Ouvi a criança começar a chorar baixinho. A mulher murmurou algo para o filho e olhou para mim com uma expressão de súplica. — Por favor… está frio lá fora. Só queremos entrar para descansar um pouco. O senhorio prometeu…
Afastei-me da porta e peguei no telemóvel com as mãos a tremer. Liguei ao senhor Manuel três vezes. Nada. Enviei-lhe uma mensagem: “Sr. Manuel, está uma família à porta a dizer que tem autorização para entrar no apartamento. O que se passa? Preciso de resposta urgente.” Sentei-me no chão do corredor, encostada à parede, ouvindo os murmúrios do outro lado da porta.
A minha cabeça fervilhava de perguntas: E se fosse verdade? E se o senhorio tivesse feito um novo contrato sem me avisar? E se aquela família estivesse mesmo sem abrigo? Mas… e se fosse tudo mentira? E se fosse um esquema para me assaltar?
A campainha voltou a tocar insistentemente. Senti o pânico a crescer dentro de mim. Liguei à minha mãe em Setúbal.
— Mãe… há pessoas à porta do apartamento a dizer que têm autorização para entrar… Não sei o que fazer!
— Não abras a porta, Sofia! — respondeu ela, alarmada. — Liga à polícia se for preciso! Não confies em ninguém!

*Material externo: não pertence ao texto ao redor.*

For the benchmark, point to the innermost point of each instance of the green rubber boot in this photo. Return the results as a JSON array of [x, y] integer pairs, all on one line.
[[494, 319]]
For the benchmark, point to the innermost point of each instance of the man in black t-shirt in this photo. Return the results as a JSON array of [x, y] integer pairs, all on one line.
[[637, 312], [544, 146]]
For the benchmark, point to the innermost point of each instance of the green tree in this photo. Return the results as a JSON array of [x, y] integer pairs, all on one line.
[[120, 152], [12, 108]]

Olhei para as fotografias na parede: eu e os meus pais na praia da Comporta; eu e o meu irmão Tiago no aniversário dele, antes de ele emigrar para Inglaterra. Senti-me tão sozinha naquele momento.
Do outro lado da porta, ouvi o homem falar ao telemóvel:
— Sim, senhor Manuel… mas ela não abre! Está aqui dentro e diz que arrendou o apartamento… Como assim? Então onde é que ficamos esta noite?

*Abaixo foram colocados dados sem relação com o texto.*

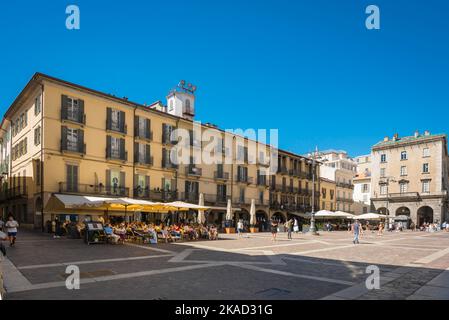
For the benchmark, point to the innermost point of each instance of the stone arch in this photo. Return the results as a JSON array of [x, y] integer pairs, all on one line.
[[244, 215], [262, 220], [279, 216], [425, 215], [403, 211]]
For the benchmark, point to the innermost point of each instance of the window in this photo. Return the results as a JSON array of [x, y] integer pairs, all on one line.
[[22, 122], [221, 192], [403, 187], [115, 120], [188, 108], [37, 105], [38, 172], [403, 171], [37, 136], [72, 139], [72, 178], [72, 109], [115, 147], [404, 155], [242, 195], [142, 185], [426, 186]]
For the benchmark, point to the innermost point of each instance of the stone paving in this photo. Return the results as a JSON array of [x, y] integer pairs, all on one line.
[[413, 265]]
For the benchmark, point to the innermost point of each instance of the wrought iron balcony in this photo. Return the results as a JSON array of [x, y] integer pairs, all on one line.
[[192, 170], [93, 189], [220, 175]]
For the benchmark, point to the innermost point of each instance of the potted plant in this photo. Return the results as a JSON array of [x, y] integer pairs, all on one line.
[[253, 228], [229, 229]]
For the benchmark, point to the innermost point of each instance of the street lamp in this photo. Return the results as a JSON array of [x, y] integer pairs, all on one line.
[[312, 229], [387, 213]]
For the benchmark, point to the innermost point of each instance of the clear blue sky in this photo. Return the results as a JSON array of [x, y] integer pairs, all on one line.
[[309, 68]]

O sangue gelou-me nas veias. Afinal estavam mesmo em contacto com ele? Ou era só teatro?
A mulher bateu levemente na porta:
— Sofia… por favor… temos uma criança pequena… só queremos descansar até amanhã…
Ouvia-se o choro abafado do menino. O meu coração apertou-se de compaixão, mas o medo era mais forte.

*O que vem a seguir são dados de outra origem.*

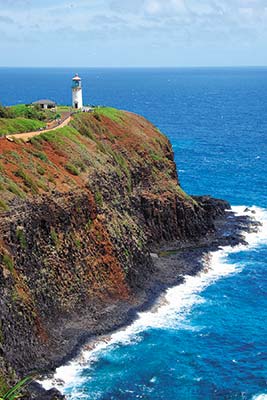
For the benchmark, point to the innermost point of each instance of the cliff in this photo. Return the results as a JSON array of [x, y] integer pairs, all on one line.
[[81, 209]]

De repente, lembrei-me do vizinho do lado, o senhor Joaquim, reformado da Carris, sempre atento ao que se passava no prédio. Abri devagarinho a porta do corredor e bati à porta dele.
— Oh menina Sofia! Que se passa? — perguntou ele, surpreendido pelo meu ar pálido.
Expliquei-lhe tudo em sussurros apressados. Ele franziu o sobrolho.
— Olhe, eu vou lá falar com eles. Fique aqui atrás de mim.
O senhor Joaquim abriu a porta do meu apartamento com autoridade:
— Então o que é isto? Quem são vocês?
O homem explicou tudo outra vez, mostrando até uma mensagem no telemóvel supostamente enviada pelo senhor Manuel: “Podem ir hoje à noite para o apartamento da Sofia. Está tudo tratado.” O senhor Joaquim olhou para mim, desconfiado.
— Isto cheira-me a esturro… O Manuel anda metido em sarilhos há meses. Já ouvi dizer que anda a arrendar quartos em duplicado…
A mulher começou a chorar baixinho:
— Não temos para onde ir… O nosso contrato acabou ontem e ele prometeu-nos este sítio…
Senti-me dividida entre a compaixão e a raiva pelo senhorio. Como podia alguém brincar assim com as vidas das pessoas?
O senhor Joaquim sugeriu chamar a polícia para esclarecer tudo. Eu hesitei, mas acabei por concordar. Liguei para o 112 com as mãos geladas.
Enquanto esperávamos, tentei acalmar-me. O menino adormeceu nos braços da mãe, enrolado num casaco demasiado fino para aquela noite húmida de Lisboa.
Quando os agentes chegaram, ouviram ambas as versões e pediram os contratos de arrendamento. Mostrei-lhes o meu; António mostrou apenas as mensagens trocadas com o senhor Manuel.
— Infelizmente, sem contrato válido não podem entrar — explicou um dos polícias à família. — Vão ter de procurar outro alojamento esta noite.
A mulher desatou a chorar convulsivamente. O marido olhou para mim com ódio nos olhos.
— Isto não é justo! — gritou ele. — O Manuel enganou-nos! E vocês todos compactuam!
Senti-me miserável. Queria poder ajudar, mas também tinha medo de perder o meu lar ou de ser enganada.
Os polícias acompanharam-nos até à rua e sugeriram-lhes procurar abrigo temporário junto da Santa Casa da Misericórdia ou dos serviços sociais da Câmara Municipal.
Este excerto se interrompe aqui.